The only Ivy in the heart of Manhattan. A legendary Core Curriculum, two undergraduate schools (Columbia College and SEAS Engineering) and a network that dominates media, finance and international policy. 102 affiliated Nobel laureates.

Columbia University, New York City
1754
year founded (King's College)
4.29%
acceptance rate (Class of 2029)
$14B
endowment
102
affiliated Nobel laureates

About Columbia

Columbia University was founded in 1754 as King's College and is the 5th oldest university in the United States. The main campus is in Morningside Heights, Manhattan, a 30-minute subway ride from Times Square. Low Library with its iconic steps (a filming location for dozens of movies and series), Butler Library, the Alma Mater statue and the Manhattanville expansion ($6 billion recent investment) form a distinct urban campus, without the suburban isolation of Harvard or Yale.

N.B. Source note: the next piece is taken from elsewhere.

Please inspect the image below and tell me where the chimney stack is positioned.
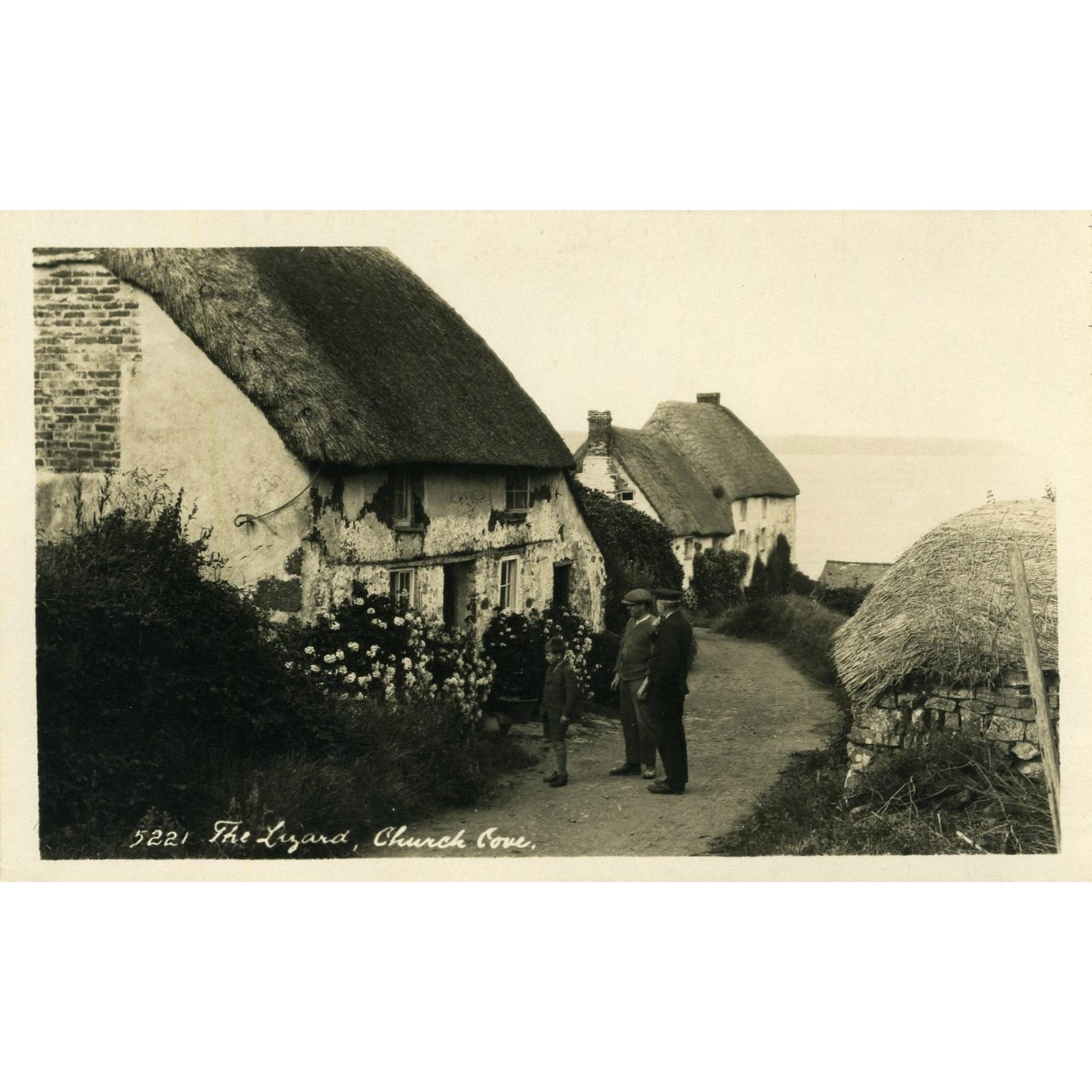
[587,409,611,455]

Two features define Columbia. First: the Core Curriculum, the set of courses required of every Columbia College student. Everyone reads the same books, in the same order: Literature Humanities (Homer, Plato, Virgil, Dante, Shakespeare, Woolf), Contemporary Civilization (political philosophy from Aristotle to Foucault), Art Humanities, Music Humanities, plus Frontiers of Science and University Writing. Nearly a third of the 4 years is spent in the Core. It is a shared intellectual experience unique among the Ivy League.

Second: Columbia has two distinct undergraduate schools you apply to separately. Columbia College (CC) has roughly 4,500 students and is the liberal arts school. Columbia Engineering (SEAS, Fu Foundation School of Engineering and Applied Science) has roughly 1,700 students. You apply to one of them at admission, you cannot apply to both at the same time. Plus Barnard College (the historic sister school for women, an academic partner but a separate institution) and General Studies (for non-traditional students).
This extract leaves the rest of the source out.